Bidens Europa-Tour Differenzen zu Russland und China bleiben

Von Jonathan Lemire und Aamer Madhani, AP

18.6.2021 - 00:00

US-Präsident Joe Biden und sein russischer Kollege Wladimir Putin während ihres Gipfeltreffens am Mittwoch in der Villa La Grange in Genf.
US-Präsident Joe Biden und sein russischer Kollege Wladimir Putin während ihres Gipfeltreffens am Mittwoch in der Villa La Grange in Genf.
KEYSTONE AP Photo/Patrick Semansky

Stossseufzer der Erleichterung von den europäischen Verbündeten, ein zum Duell hochstilisiertes Treffen mit Putin ohne grossen Durchbruch: Bidens erste Auslandsreise war kein politischer Paukenschlag, zumindest aber brachte sie die Verlässlichkeit zurück – vorerst.

18.6.2021 - 00:00

Auf dem Rückflug in der Air Force One nach Washington gaben sich US-Präsident Joe Biden und sein Team zufrieden. Man habe in Europa erreicht, was man erreichen wollte, sagten Bidens Mitarbeiter. Auch wenn das Gipfeltreffen mit Russlands Präsident Wladimir Putin nicht der ganz grosse Wurf war, auch wenn nicht alle Nato-Partner China so hart angehen wollen wie der US-Präsident, so war es doch eine Rückkehr zu verlässlicher Diplomatie. Und das ist nach den vier turbulenten Jahren unter Trump für alle eine Erleichterung – auch für Putin.

«Präsident Biden ist ein erfahrener Staatsmann», sagte Putin. «Er ist sehr anders als Präsident Trump.»

Anders war auch, dass die Staats- und Regierungschefs nach zahllosen Videokonferenzen endlich wieder physisch zusammenkommen konnten. Gerade für einen Politiker wie Biden, der in direkter Begegnung andere gerne anfasst, auf die Schultern klopft, war das ein nicht zu unterschätzender Faktor in der wiederbelebten transatlantischen Freundschaft.

Zwischen immer mal wieder auch ein bisschen unbeholfenen Ellbogen-Grüssen auf den Treffen mit G7, Nato und der EU-Spitze wurde Biden nicht müde zu betonen, dass Amerika zurück sei, als stabiler und verlässlicher Partner.



Professioneller Auftritt von Biden

Jeden Abend spielte Biden mit seinen engsten Vertrauten wie Aussenminister Antony Blinken und seinem Nationalen Sicherheitsberater Jake Sullivan noch einmal alle Treffen des Tages durch und bereitete sich auf die des nächsten Tages vor.
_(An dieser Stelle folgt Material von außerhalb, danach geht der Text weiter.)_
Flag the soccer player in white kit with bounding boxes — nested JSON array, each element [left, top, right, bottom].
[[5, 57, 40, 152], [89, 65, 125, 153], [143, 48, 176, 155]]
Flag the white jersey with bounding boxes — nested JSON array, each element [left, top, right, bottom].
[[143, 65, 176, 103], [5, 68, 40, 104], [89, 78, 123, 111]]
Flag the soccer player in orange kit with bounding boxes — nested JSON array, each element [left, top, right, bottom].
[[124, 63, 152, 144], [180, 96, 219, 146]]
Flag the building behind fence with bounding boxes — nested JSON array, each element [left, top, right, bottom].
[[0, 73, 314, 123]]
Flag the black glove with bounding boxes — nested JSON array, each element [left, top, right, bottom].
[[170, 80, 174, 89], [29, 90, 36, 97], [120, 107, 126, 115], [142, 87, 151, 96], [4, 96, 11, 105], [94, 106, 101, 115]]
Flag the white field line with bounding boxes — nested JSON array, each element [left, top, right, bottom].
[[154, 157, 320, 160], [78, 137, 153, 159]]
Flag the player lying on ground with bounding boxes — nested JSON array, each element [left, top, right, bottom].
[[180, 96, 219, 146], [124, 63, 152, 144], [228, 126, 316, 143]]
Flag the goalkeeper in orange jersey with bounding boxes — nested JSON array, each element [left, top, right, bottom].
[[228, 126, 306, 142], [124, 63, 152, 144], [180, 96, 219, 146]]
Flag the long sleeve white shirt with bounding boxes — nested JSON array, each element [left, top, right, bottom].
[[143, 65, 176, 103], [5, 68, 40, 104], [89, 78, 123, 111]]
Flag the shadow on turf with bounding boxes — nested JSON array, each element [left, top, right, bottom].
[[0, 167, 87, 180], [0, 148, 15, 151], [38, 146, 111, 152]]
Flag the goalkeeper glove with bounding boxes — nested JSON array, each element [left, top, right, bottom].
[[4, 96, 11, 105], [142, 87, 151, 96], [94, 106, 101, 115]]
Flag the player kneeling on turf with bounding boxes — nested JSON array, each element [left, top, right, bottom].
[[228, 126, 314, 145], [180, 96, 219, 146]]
Dazwischen war nur kurz Zeit für ein paar Ruhepausen für den 78-jährigen Präsidenten. Bis auf ein paar wenige verbale Ausrutscher war das vor allem eines – professionell.

Aber spätestens das Treffen mit Putin in Genf zeigte, dass die Erwartungen auch nicht zu hoch sein sollten. Die US-Fernsehsender inszenierten den Gipfel beinahe wie ein Western-Duell, widmeten ihm grosszügig Sendezeit. Dass am Ende nicht viel mehr rumkam, als die Rücksendung der Diplomaten in das jeweils andere Land, und das Bekenntnis, weiter im Gespräch zu bleiben, war beileibe kein Durchbruch.



Putins Rhetorik blieb die gleiche, er weigerte sich weiter, Verantwortung für die Beeinflussung von Wahlen in den USA oder für Cyberangriffe zu übernehmen. Am Ende räumte Biden ein, er könne nicht sagen, ob Putin sein Verhalten ändern werde, trotz neuer Drohungen.

Erleichterung bei europäischen Verbündeten

Auch bei den Treffen der Staats- und Regierungschefs sieben führender Industrienationen (G7) und der Nato gab es bei aller Erleichterung über den neuen Mann im Weissen Haus Differenzen, wie denn jetzt mit Russland und mit China umgegangen werden soll. Die deutsche Bundeskanzlerin Angela Merkel etwa betonte, man dürfe die Bedrohung durch China nicht negieren, sollte sie aber auch nicht überbewerten.

Joe Biden und der französische Präsident Emmanuel Macron während des G7-Gipfels.
Joe Biden und der französische Präsident Emmanuel Macron während des G7-Gipfels.
Patrick Semansky/AP/dpa

Biden hingegen sieht die wirtschaftliche und politische Auseinandersetzung mit Peking als bestimmendes Thema des 21. Jahrhunderts. Und dann ist da in den europäischen Hauptstädten noch die Sorge, ob mit Biden vielleicht die alte US-Aussenpolitik nur eine kurze Renaissance feiert, aber dass Trumps «America First»-Politik bald in Washington wieder den Ton angeben könnte und dann möglicherweise auf längere Zeit.